Ryft's stored payment methods are aligned with the industry standards terminology of Credentials on File (CoF), which allows merchants to securely store their customers' payment details for future transactions, enhancing the customer experience by enabling quicker checkouts.
A CoF transaction is initiated when a merchant uses previously stored payment credentials to process a payment on behalf of a customer. This is particularly useful for scenarios such as subscription services, recurring billing, or any situation where a customer authorizes a merchant to charge their payment method at a later date.
There are two primary types of CoF transactions:
- Customer-Initiated Transactions (CIT): These occur when a customer is present and authorizes a payment using their stored credentials, such as during a repeat purchase on an e-commerce site.

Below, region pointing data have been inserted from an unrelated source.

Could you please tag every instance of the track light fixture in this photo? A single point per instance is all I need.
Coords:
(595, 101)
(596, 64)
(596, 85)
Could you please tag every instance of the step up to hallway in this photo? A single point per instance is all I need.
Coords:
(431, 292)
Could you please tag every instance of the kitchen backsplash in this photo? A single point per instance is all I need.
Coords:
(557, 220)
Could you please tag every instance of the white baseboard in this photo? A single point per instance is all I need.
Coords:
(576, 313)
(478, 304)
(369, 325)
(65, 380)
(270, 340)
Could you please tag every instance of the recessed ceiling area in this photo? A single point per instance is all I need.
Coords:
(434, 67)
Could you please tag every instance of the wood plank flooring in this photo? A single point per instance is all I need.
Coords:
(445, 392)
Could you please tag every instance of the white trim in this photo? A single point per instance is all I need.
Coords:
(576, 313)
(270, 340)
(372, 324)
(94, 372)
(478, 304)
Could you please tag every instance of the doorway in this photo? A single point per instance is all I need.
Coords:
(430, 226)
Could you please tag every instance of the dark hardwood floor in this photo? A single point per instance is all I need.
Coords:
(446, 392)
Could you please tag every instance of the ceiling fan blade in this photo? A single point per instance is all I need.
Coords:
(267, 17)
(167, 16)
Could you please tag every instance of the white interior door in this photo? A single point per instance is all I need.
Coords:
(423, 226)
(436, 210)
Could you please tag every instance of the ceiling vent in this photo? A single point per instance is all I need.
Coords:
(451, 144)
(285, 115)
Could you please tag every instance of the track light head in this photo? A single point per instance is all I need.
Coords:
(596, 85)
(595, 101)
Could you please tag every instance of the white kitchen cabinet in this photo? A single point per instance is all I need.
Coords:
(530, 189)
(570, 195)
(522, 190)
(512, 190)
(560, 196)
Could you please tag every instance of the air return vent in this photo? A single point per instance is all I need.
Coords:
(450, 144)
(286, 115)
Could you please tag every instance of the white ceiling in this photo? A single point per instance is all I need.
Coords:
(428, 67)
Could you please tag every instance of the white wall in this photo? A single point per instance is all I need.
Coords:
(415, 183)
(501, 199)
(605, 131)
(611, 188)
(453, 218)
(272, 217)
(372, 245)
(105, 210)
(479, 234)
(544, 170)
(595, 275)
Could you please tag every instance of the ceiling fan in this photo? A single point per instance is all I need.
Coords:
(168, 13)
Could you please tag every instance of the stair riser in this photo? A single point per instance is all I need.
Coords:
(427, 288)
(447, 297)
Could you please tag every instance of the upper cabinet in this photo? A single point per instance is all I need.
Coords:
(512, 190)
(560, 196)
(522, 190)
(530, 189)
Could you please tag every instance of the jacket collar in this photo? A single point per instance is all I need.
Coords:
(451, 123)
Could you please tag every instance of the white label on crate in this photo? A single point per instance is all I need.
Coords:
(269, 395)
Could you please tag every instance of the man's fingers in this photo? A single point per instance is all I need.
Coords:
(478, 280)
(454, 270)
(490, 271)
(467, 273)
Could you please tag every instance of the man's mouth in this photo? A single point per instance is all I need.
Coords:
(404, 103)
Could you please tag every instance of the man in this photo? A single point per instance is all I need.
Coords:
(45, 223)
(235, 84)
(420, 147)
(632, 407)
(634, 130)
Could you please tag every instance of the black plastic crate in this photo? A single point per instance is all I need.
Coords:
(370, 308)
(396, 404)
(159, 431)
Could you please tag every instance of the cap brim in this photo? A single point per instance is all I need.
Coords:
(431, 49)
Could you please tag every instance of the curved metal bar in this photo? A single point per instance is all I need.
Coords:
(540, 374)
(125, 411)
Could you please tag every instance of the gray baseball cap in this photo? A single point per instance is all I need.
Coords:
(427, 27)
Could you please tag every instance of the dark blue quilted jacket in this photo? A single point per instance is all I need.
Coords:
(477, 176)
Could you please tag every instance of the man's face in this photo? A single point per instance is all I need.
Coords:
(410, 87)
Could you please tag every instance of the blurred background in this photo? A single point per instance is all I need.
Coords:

- Merchant-Initiated Transactions (MIT): These occur when a merchant charges a customer's stored payment method without the customer being present, typically for recurring billing or subscription services.
In a Customer-Initiated Transaction (CIT) scenario, the customer is actively present and provides explicit consent for the payment at the time of purchase. This is the standard model for most transactions, whether the customer enters a new card number or uses a saved one.
A CIT can be classified into two ways when dealing with Card-on-File (CoF) or stored payment details:
- Initial CIT (Card Saving): This is the very first transaction where the customer enters their card details and, crucially, grants the merchant permission to store those details for future use.
- Subsequent CIT (Using a Saved Card): This occurs when the customer returns, is present, and chooses to use their previously saved card to initiate a new transaction.
The merchant's responsibility in all CITs is to ensure the transaction is secure and compliant with all relevant regulations. Merchants must also ensure they have obtained proper consent from customers to store and use their payment information for subsequent transactions.
Merchant-Initiated Transactions (MITs) are charges where the merchant's system initiates the payment using stored credentials without the customer being actively present or providing explicit consent at the time of the transaction. This is often referred to as a "mandate" transaction.
This model is common in:
- Recurring Payments: For services with a fixed schedule (e.g., monthly subscriptions).
- Unscheduled Payments: For charges made on an as-needed basis under specific, pre-agreed conditions (e.g., topping up an account balance).
For an MIT to be compliant, the customer must have previously agreed to allow the merchant to charge their payment method at regular intervals or under specific conditions.
MITs require a higher level of security and compliance than standard transactions, as they involve charging a customer's payment method without their immediate authorisation. Merchants must ensure they:
- Have clear, auditable consent from customers for the terms of the MIT.
- Adhere to all relevant regulations and rules set by card networks and payment processors for proper transaction flagging and management.
The key difference between the two types of CoF transactions lies in how 3D Secure (3DS) authentication is handled:
- CIT: Requires 3DS authentication for each transaction, as the customer is actively involved in the payment process. This typically results in a liability shift, offering the merchant protection against most fraud-related chargebacks.
- MIT: Does not require 3DS authentication for each transaction, as the customer has already provided consent for the merchant to charge their stored payment method for future transactions. Consequently, the merchant usually retains the liability for any fraud-related chargebacks.